Des techniciens, véritables managers d'Etat, reconnus pour leurs compétences, qui ne se feront pas tirer l’oreille pour appliquer au plus vite les mesures d’austérité préconisées par les organisations mondiales et européennes.
Mais, précisément, c’est cette Europe de technocrates construite trop vite, à l’abri des peuples, caractérisée par la fuite en avant de l’élargissement, avec cet euro pour totem, qui s’effondrent sous nos yeux. Une Europe de technocrates auxquels les nations européennes apportaient jusque là précisément un peu de la légitimité politique que Bruxelles n’était jamais parvenue à obtenir.
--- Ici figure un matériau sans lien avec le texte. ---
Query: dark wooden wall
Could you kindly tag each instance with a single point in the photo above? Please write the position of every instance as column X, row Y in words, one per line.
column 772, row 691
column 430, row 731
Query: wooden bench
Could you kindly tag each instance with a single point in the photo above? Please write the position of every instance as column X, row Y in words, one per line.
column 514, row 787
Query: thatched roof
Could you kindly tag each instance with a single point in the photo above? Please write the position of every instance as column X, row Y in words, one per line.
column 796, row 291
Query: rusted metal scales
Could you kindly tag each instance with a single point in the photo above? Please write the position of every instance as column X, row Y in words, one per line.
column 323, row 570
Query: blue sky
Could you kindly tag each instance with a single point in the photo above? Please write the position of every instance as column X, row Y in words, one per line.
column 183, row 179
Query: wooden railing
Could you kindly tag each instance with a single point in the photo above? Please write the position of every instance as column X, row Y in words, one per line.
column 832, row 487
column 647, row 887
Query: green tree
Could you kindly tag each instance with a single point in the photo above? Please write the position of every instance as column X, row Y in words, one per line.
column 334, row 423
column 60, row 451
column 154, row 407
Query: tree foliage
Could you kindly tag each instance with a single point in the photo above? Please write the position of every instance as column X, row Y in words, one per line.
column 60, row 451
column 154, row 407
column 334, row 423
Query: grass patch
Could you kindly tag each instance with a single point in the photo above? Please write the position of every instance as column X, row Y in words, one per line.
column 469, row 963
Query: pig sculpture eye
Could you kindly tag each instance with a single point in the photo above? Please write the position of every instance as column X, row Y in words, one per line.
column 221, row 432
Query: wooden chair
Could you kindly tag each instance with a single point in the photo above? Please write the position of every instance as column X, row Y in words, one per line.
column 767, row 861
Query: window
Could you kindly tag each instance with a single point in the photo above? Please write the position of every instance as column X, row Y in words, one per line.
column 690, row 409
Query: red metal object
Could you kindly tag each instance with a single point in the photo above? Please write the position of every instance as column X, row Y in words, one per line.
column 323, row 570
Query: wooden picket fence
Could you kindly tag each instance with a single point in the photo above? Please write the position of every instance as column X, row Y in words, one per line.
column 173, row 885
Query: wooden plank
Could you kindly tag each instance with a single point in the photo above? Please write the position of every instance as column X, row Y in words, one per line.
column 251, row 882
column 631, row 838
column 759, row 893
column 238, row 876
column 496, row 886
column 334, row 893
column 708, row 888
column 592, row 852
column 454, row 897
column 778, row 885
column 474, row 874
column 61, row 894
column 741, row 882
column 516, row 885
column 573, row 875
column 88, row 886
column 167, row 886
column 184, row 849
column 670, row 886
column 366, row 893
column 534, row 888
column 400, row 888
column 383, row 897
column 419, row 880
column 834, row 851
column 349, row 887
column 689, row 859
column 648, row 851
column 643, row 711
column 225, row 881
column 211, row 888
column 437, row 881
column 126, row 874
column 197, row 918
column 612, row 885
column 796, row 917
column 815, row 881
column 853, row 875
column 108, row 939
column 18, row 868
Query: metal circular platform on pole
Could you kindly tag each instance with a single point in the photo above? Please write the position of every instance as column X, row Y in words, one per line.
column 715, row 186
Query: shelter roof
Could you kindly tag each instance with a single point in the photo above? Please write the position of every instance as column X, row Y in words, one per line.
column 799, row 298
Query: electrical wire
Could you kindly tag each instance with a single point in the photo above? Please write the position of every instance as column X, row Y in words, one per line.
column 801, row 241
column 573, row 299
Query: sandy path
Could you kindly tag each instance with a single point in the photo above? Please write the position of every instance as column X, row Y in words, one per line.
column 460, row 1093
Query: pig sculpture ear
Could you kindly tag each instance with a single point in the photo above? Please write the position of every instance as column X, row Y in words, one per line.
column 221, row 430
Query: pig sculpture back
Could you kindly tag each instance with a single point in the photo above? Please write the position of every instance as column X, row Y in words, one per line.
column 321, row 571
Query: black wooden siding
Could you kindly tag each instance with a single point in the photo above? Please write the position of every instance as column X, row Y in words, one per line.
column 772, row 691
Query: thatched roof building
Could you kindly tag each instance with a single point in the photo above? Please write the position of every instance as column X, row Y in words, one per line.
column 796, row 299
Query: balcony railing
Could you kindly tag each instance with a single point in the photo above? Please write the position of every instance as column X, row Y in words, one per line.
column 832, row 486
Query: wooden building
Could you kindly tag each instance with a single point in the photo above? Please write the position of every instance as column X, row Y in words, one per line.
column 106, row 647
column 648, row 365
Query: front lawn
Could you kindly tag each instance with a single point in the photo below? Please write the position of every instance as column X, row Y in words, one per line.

Dès 2004, Marcel Gauchet pointait cette dérive dans un texte intitulé Le problème européen : « En se développant, l’Europe politique a changé de nature, d’une manière qui eût exigé de repenser son objet et les institutions adéquates à son dessein. En n’assumant pas cette transformation et en s’acharnant à enfermer le nouveau dans le corset de l’ancien, elle est devenue un carcan anti-politique, ne répondant à aucune des attentes que les peuples placent dans une communauté politique et secrétant la désorientation et l’anxiété ».